Portada de la página web de Hotel Kafka

¿Y cómo se ha producido esta confusión? Muchos pueden escribir ficción por ‘hobby’, porque les puede parecer entretenido, porque les sirve para desahogarse. Otros van más allá y lo hacen con pretensiones de “oficio”, y entonces añaden a su trabajo antecedentes históricos, teorías y críticas literarias, un conocimiento del mundo editorial e infinitos saberes más que pueden resultar tortuosos para el lector. Quizás, el “todo el mundo sabe escribir” guarde relación con la poca calidad que evidencian algunas obras.

No ocurre lo mismo con otras artes.
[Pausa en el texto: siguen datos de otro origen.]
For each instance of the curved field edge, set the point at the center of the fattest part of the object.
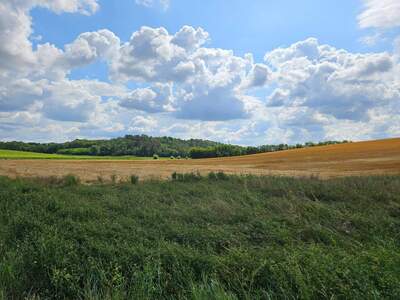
(215, 237)
(361, 158)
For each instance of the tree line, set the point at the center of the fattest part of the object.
(147, 146)
(232, 150)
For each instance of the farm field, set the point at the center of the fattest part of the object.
(361, 158)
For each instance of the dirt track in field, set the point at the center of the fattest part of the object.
(362, 158)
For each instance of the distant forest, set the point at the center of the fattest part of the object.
(147, 146)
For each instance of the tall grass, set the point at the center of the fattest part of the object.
(214, 237)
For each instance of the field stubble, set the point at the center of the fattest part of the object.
(361, 158)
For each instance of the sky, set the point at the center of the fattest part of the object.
(243, 72)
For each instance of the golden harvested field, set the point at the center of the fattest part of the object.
(361, 158)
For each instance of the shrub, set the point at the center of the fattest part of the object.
(222, 176)
(134, 179)
(218, 176)
(186, 177)
(113, 178)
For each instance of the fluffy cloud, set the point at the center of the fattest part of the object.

La clave radica en que, al parecer, todo el mundo “sabe” escribir, pero no todos son capaces de tocar, por ejemplo, un instrumento musical. Esta diferencia no sólo está clara en la música, sino también en las Bellas Artes. Probablemente, esto se deba a que ambas disciplinas artísticas cuentan con una formación de carácter oficial. Así, cuando uno quiere ser músico o artista plástico, la formación se suele desarrollar en un conservatorio o en una escuela o facultad de Bellas Artes. Pero ¿a dónde se va si se quiere ser escritor? A las carreras de Filología, Filosofía o Comunicación, por regla general. Luego, además, pueden aparecer talentos literarios con formación médica, política o económica. ¿Qué tiene la creación literaria, que toma como creadores a sujetos tan dispares?

Quizás la ausencia de formación específica en los escritores no sea una desventaja. En otros países, principalmente en los anglosajones, las universidades públicas y privadas cuentan con carreras y/o másteres oficiales que suelen denominarse ‘Creative & Writing’. En estas enseñanzas los estudiantes adquieren conocimientos de Historia de la Literatura o del Arte, Movimientos Artísticos, Filosofía, Sociología, Composición, Escritura Poética, Creación de Personajes y una amplia variedad de otras nociones humanísticas, que se acompañan de seminarios y talleres con escritores de reconocido prestigio.

En España, la Universidad de Sevilla y la Universitat Pompeu Fabra de Barcelona son pioneras en tener másteres de Escritura Creativa. Estas formaciones universitarias, sin embargo, no han cosechado el éxito de las instituciones que dan nombre a este reportaje: las escuelas literarias. Por todo el territorio nacional se diseminan cursos y talleres de escritura creativa, muchos de ellos impartidos por escritores o teóricos en distintos centros culturales.

Página web de la Escuela Contemporánea de Humanidades

En la capital se concentran cuatro de las escuelas literarias con más alumnos: Fuentetaja, Escuela de Escritores, Hotel Kafka y la Escuela Contemporánea de Humanidades. Estos centros llevan años ofreciendo cursos, talleres, seminarios y másteres en distintas disciplinas de la creación literaria: poesía, novela negra, relato breve, literatura erótica, tendencias literarias contemporáneas, periodismo literario… Son cientos los alumnos que ya han recibido este tipo de formación, normalmente impartida por escritores con obras publicadas -de más o menos prestigio- o por profesionales del mundo de las Ciencias Sociales y las Humanidades.

Fuentetaja, por ejemplo, cuenta con 25 años de experiencia y es la que más alumnos recibe cada año en sus enseñanzas presenciales y en internet. Escritores reconocidos como Elvira navarro y Juan Jacinto Muñoz Rengel se encuentran en sus filas. De hecho, es la más grande de todas en cuanto a variedad de estudios ofertados. Escuela de Escritores, por otro lado, imparte cursos online y presenciales en Madrid, Burgos y Zaragoza. Cuenta con clases anuales y trimestrales, entre ellas un máster en Narrativa, y no posee profesores de tanto prestigio, pero sí un amplio equipo formado en ámbitos culturales y con premios literarios de menor resonancia.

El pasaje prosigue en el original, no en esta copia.